The diferrence between floating point and integer math depends on the CPU you have in mind. On Intel chips the difference is not big in clockticks. Int math is still faster because there are multiple integer ALU's that can work in parallel. Compilers are also smart to use special adress calculation instructions to optimize add/multiply in a single instruction. Conversion counts as an operation too, so just choose your type and stick with it.
In C++ you can build your own type for fixed point math. You just define as struct with one int and override the appropriate overloads, and make them do what they normally do plus a shift to put the comma back to the right position.
You dont use float in games because it is faster or slower you use it because it is easier to implement the algorithms in floating point than in fixed point. You are assuming the reason has to do with computing speed and that is not the reason, it has to do with ease of programming.
For example you may define the width of the screen/viewport as going from 0.0 to 1.0, the height of the screen 0.0 to 1.0. The depth of the word 0.0 to 1.0. and so on. Matrix math, etc makes things real easy to implement. Do all of the math that way up to the point where you need to compute real pixels on a real screen size, say 800x400. Project the ray from the eye to the point on the object in the world and compute where it pierces the screen, using 0 to 1 math, then multiply x by 800, y times 400 and place that pixel.
floating point does not store the exponent and mantissa separately and the mantissa is a goofy number, what is left over after the exponent and sign, like 23 bits, not 16 or 32 or 64 bits.
floating point math at its core uses fixed point logic with extra logic and extra steps required. By definition compared apples to apples fixed point math is cheaper because you dont have to manipulate the data on the way into the alu and dont have to manipulate the data on the way out (normalize). When you add in IEEE and all of its garbage that adds even more logic, more clock cycles, etc. (properly signed infinity, quiet and signaling nans, different results for same operation if there is an exception handler enabled). As someone pointed out in a comment in a real system where you can do fixed and float in parallel, you can take advantage of some or all of the processors and recover some clocks that way. both with float and fixed clock rate can be increased by using vast quantities of chip real estate, fixed will remain cheaper, but float can approach fixed speeds using these kinds of tricks as well as parallel operation.
One issue not covered is the answers is a power consumption. Though it highly depends on specific hardware architecture, usually FPU consumes much more energy than ALU in CPU thus if you target mobile applications where power consumption is important it's worth consider fixed point impelementation of the algorithm.

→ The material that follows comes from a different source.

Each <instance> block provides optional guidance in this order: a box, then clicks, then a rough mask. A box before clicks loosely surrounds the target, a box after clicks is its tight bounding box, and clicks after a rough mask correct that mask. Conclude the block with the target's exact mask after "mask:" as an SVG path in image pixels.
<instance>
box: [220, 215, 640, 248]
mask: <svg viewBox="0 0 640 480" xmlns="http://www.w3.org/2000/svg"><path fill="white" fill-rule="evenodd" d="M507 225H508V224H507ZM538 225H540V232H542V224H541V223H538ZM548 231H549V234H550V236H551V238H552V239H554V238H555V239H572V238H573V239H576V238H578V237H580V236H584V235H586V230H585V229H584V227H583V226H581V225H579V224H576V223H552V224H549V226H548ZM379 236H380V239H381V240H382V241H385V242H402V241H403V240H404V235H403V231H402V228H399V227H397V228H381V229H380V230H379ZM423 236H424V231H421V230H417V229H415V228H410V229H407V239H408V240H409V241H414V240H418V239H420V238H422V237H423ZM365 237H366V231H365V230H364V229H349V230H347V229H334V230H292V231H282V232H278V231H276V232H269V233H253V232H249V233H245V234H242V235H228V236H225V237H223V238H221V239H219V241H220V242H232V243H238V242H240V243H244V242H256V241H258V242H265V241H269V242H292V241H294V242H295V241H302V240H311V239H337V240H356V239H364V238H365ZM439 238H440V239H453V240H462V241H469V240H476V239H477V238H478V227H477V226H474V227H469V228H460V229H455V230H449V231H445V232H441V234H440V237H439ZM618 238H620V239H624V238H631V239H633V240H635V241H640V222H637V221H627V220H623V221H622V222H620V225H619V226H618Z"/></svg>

It depends on what you're working on. If you're using fixed point then you lose precision; you have to select the number of places after the decimal place (which may not always be good enough). In floating point you don't need to worry about this as the precision offered is nearly always good enough for the task in hand - uses a standard form implementation to represent the number.

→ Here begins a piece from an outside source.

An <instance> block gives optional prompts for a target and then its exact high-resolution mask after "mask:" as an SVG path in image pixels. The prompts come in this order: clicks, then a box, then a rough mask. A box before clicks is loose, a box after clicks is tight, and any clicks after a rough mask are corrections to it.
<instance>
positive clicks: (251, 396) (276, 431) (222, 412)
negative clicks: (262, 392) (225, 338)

The pros and cons come down to speed and resources. On modern 32bit and 64bit platforms there is really no need to use fixed point. Most systems come with built in FPUs that are hardwired to be optimised for fixed point operations. Furthermore, most modern CPU intrinsics come with operations such as the SIMD set which help optimise vector based methods via vectorisation and unrolling. So fixed point only comes with a down side.
On embedded systems and small microcontrollers (8bit and 16bit) you may not have an FPU nor extended instruction sets. In which case you may be forced to use fixed point methods or the limited floating point instruction sets that are not very fast. So in these circumstances fixed point will be a better - or even your only - choice.